Auf diese Überlieferung gründete die kanadische Schriftstellerin, Feministin und Polit-Aktivistin Margaret Atwood ihren wohl berühmtesten Roman, die Science-Fiction-Dystopie  "The Handmaid's Tale" (deutsch: "Der Report der Magd"), erschienen 1985. Atwood ersann darin eine in unbestimmter (aber nicht fern scheinender) Zukunft existierende Diktatur auf ehemals US-amerikanischem Boden, eine patriarchalische, von christlichen Fundamentalisten geführte Theokratie namens Gilead, die aufgrund fortgeschrittener Umweltzerstörung unter grassierender Unfruchtbarkeit leidet. Die wenigen Frauen, die noch gebärfähig sind, werden unter dem alttestamentarischen Euphemismus "handmaid" (Magd) als Leihmütter versklavt. Verteilt in die wohlhabenden Villen der neofaschistischen Führungsschicht, müssen sie ihrem Herr, dem sogenannten "Commander", sexuell und als Gebärmaschine zur Verfügung stehen - in Vertretung der Frau des Hauses. Ihre "Arbeitsnamen" kennzeichnen ihren Status als Besitzstand: Sie heißen Offred, Ofglen oder Ofwarren. "Of Fred" meint: "gehört Fred".

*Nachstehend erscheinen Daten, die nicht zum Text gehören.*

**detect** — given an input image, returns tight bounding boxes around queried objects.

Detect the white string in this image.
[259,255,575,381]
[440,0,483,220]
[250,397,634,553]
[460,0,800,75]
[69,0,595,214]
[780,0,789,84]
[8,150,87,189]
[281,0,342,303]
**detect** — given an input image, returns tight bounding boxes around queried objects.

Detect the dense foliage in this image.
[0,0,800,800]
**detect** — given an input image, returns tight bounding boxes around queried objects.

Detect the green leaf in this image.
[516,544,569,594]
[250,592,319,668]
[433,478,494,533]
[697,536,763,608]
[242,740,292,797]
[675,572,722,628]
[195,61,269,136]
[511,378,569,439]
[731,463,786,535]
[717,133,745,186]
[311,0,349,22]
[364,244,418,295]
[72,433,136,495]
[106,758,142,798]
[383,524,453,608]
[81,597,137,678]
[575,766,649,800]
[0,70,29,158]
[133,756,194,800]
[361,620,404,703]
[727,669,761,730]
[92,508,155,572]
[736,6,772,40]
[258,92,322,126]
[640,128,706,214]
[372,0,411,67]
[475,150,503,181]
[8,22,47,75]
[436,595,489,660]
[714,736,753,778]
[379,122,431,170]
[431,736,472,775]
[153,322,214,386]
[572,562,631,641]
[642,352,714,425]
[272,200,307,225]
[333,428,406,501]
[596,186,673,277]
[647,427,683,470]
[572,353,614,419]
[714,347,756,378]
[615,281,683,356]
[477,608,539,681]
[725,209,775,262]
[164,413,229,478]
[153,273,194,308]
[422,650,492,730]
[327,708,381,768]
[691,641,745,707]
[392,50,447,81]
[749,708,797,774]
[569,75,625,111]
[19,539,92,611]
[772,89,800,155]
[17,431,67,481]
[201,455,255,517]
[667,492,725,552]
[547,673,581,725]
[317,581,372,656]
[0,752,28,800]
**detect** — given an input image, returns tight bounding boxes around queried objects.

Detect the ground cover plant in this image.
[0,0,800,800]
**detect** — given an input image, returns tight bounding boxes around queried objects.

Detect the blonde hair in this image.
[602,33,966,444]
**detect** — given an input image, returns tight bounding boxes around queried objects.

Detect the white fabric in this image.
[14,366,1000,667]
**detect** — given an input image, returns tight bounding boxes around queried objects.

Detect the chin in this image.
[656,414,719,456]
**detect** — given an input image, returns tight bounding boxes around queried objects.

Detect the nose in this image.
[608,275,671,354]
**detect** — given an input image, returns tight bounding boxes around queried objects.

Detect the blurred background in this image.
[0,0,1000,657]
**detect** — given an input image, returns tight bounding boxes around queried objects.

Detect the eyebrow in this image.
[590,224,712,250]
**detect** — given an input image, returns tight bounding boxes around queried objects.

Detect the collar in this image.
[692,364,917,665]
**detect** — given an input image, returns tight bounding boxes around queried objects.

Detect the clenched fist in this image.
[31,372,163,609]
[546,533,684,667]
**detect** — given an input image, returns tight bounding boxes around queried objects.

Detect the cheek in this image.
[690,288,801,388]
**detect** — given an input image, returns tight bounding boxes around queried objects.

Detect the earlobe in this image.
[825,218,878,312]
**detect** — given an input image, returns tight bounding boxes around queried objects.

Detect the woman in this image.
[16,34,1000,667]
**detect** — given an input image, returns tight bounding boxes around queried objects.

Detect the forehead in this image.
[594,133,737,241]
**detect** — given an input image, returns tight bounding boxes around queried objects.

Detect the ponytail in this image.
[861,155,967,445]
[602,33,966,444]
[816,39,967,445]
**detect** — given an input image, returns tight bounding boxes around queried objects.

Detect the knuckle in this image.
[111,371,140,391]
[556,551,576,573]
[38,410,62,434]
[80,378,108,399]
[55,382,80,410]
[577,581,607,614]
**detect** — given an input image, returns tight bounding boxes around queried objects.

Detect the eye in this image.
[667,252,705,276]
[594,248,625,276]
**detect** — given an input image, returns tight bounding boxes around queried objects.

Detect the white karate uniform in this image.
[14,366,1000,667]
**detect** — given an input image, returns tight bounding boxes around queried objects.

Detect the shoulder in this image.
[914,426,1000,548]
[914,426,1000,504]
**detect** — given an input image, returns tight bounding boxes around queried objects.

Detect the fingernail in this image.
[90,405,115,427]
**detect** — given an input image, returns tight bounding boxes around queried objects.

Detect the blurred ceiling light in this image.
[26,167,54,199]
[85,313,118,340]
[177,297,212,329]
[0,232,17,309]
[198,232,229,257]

Sollte es mit einer Schwangerschaft nicht klappen, werden sie wie alle anderen "Unfrauen" (Nonnen, Lesben, Unfruchtbare) in die schwer kontaminierten "Kolonien" strafversetzt, wo sie nach ein paar Wochen Fronarbeit der sichere Verstrahlungstod erwartet. Atwoods Protagonistin - Offred - ist eine solche Handmaid. Der Roman erzählt, wie sie mit ihrem Status als Leibeigene des Commanders Fred Waterford umgeht, wie sie sich langsam Freiheiten erobert und am Ende brutal emanzipiert - mit ungewissem Ausgang.

"The Handmaid's Tale" macht da weiter, wo die zwei berühmtesten dystopischen Romane ("Schöne neue Welt" von Huxley und "1984" von Orwell) aufhörten. Die Erzählung ist spürbar von der ökologischen Apokalyptik der Achtziger geprägt, die Perspektive eine dezidiert feministische. Die ausformulierte Kritik am Patriarchat macht das Buch in Trump Country (Florida, Texas etc.) zur viel verhinderten Schullektüre. Weil das Buch über weite Strecken durch den inneren Monolog der erzählenden Handmaid geprägt ist, gestaltet sich eine filmische Umsetzung schwierig. Das beweist auch Volker Schlöndorffs seltsam fade Erstverfilmung (1990), die trotz Drehbuch von Star-Dramatiker Harold Pinter und prominenter Besetzung (Natasha Richardson als Offred, Robert Duvall als Commander, Faye Dunaway als seine Frau) als gescheitert gilt.

Yvonne Strahovski als Serena Joy in "The Handmaid's Tale"
Yvonne Strahovski als Serena Joy in "The Handmaid's Tale"

Umso großartiger deshalb, was Barry Miller nun für das Video-on-Demand-Portal Hulu daraus gemacht hat. Mit einem beeindruckendem Cast brachte der ehemalige Produzent von  "The 100" und  "Emergency Room" den seltenen Glücksfall einer Literaturverfilmung auf den Weg, die dem Geist der Vorlage durchgängig treu bleibt und dabei in jeder Szene wirkungsvolle Aussagen über unsere Gegenwart trifft - und über mögliche Zukünfte, die uns drohen könnten, wenn wir nicht aufpassen.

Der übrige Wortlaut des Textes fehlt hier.